Il avait alors soixante et onze ans, et, dit Saint-Simon, la tête comme à quarante, sans la plus légère infirmité. Comblé d’honneurs, de marques d’estime, de faveurs de toute sorte, il allait souvent, pour se soustraire aux importunités du monde, s’enfermer à l’Oratoire. Louis XIV fut l’y voir un jour, et ce témoignage d’affection ne fut pas le moindre de tous ceux que Pontchartrain en avait reçus. Je sais le cas qu’il faut faire des libelles contemporains et le mépris qui est dû aux plus violens; on ne sera pas fâché néanmoins de voir comment Pontchartrain fut apprécié par un pamphlétaire de son temps. « Il a, dit-il, volé de charge en charge, ce qui)e rend incapable d’en exercer parfaitement aucune; tourné tout entier vers son maître et vers soi-même, sans jamais donner un regard au public... La tête toute pleine de maltôtes dont il doit l’invention à des gens inconnus, il a renchéri sur tous ses prédécesseurs pour mériter la haine publique[1]. »

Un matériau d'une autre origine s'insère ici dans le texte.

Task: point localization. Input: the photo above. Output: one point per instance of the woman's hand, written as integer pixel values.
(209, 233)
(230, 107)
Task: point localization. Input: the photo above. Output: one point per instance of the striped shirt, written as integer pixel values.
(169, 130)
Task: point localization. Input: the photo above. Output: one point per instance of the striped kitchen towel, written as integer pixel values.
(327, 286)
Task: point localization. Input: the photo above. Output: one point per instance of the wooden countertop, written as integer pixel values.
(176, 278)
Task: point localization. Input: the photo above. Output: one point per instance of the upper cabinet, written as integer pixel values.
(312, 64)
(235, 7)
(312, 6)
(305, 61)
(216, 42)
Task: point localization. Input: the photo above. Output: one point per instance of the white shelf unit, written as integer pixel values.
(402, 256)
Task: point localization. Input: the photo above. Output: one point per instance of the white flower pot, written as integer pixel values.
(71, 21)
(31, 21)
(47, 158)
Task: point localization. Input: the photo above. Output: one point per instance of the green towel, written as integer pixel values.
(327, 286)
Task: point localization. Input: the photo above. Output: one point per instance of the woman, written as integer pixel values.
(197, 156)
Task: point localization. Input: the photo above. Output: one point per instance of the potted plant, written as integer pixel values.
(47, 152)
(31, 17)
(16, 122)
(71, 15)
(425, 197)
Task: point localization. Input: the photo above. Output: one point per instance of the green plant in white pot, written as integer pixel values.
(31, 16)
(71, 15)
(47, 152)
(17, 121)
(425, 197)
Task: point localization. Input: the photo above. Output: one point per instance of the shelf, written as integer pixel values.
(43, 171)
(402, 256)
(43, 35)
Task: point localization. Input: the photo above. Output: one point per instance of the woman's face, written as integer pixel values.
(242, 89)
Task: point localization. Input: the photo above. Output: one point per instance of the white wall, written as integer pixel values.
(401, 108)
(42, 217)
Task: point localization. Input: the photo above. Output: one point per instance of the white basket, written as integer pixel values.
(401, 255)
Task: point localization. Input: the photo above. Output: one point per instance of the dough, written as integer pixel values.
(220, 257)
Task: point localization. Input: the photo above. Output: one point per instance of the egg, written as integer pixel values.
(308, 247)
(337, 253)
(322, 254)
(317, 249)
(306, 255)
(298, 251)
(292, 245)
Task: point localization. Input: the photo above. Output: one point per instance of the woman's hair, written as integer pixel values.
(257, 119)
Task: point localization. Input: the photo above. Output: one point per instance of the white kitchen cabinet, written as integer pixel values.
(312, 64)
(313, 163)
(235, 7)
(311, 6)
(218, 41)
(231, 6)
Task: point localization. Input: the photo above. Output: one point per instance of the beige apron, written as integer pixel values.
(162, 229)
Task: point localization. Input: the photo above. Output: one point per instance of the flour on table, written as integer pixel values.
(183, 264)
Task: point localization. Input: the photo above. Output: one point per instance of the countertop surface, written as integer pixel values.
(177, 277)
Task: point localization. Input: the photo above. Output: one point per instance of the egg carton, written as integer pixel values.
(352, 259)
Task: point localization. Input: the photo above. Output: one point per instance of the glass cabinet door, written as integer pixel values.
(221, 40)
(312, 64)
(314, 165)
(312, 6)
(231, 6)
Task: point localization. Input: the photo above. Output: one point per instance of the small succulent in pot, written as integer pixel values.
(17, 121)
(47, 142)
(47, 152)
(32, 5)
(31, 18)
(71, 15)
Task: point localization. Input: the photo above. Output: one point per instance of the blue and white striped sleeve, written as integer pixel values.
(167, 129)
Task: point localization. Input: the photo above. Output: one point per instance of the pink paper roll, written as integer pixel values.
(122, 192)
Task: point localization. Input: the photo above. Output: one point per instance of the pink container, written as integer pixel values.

Or parmi ces prédécesseurs figurait Colbert, dont la populace de Paris avait, à sa honte, troublé les funérailles. Sans être aussi injuste, la postérité a vu dans le comte de Pontchartrain le contrôleur-général plutôt que le chancelier. Peut-être même ne lui a-t-elle pas tenu assez compte des circonstances fâcheuses pendant lesquelles il avait administré les finances. A l’occasion de quelque mauvaise épigramme du temps, le comte de Maurepas, son petit-fils, a prétendu que le public, suivant sa coutume, imputait à Pontchartrain des embarras dont il n’était pas responsable. « Le prince

  1. Caractère de la famille royale de France, des ministres d’état, etc., Villefranche (Londres), 1703.